Wiebes: Groningen snel veiliger door verlaging gaswinning
Groningen lijkt snel veiliger te worden nu er minder gas wordt gewonnen. Uit de jaarlijkse risicoanalyse van de gaswinning in Groningen blijkt dat er geen gebouwen meer zijn met een verhoogd risico op instorting, een zogenoemd verhoogd risicoprofiel. Dat schrijft minister Wiebes in een brief aan de Tweede Kamer. Hij noemt dat goed nieuws, omdat veiligheid voor de burgers immers de reden is voor de afbouw van de gaswinning in Groningen.

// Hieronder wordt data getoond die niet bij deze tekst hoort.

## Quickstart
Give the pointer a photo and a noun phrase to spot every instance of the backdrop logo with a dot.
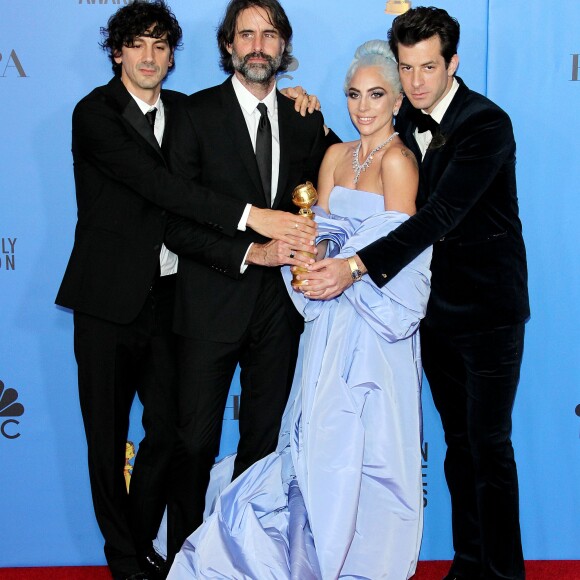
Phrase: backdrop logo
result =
(9, 408)
(575, 67)
(424, 467)
(7, 254)
(105, 2)
(10, 65)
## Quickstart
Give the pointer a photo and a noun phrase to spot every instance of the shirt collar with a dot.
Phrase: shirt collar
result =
(145, 107)
(249, 102)
(441, 108)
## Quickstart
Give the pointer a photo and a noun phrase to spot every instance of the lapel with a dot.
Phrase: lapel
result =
(236, 126)
(406, 129)
(132, 114)
(286, 120)
(449, 119)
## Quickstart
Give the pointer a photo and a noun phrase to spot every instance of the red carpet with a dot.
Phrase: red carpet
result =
(535, 570)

De staat van de huizen in Groningen wordt ingedeeld in drie categorieën. Dat gebeurt om te bepalen welke panden de hoogste prioriteit hebben als het om versterking gaat. De nieuwe bevinding is opvallend omdat in de voorafgaande risicoanalyse nog 5500 panden een licht verhoogd of verhoogd veiligheidsrisico liepen.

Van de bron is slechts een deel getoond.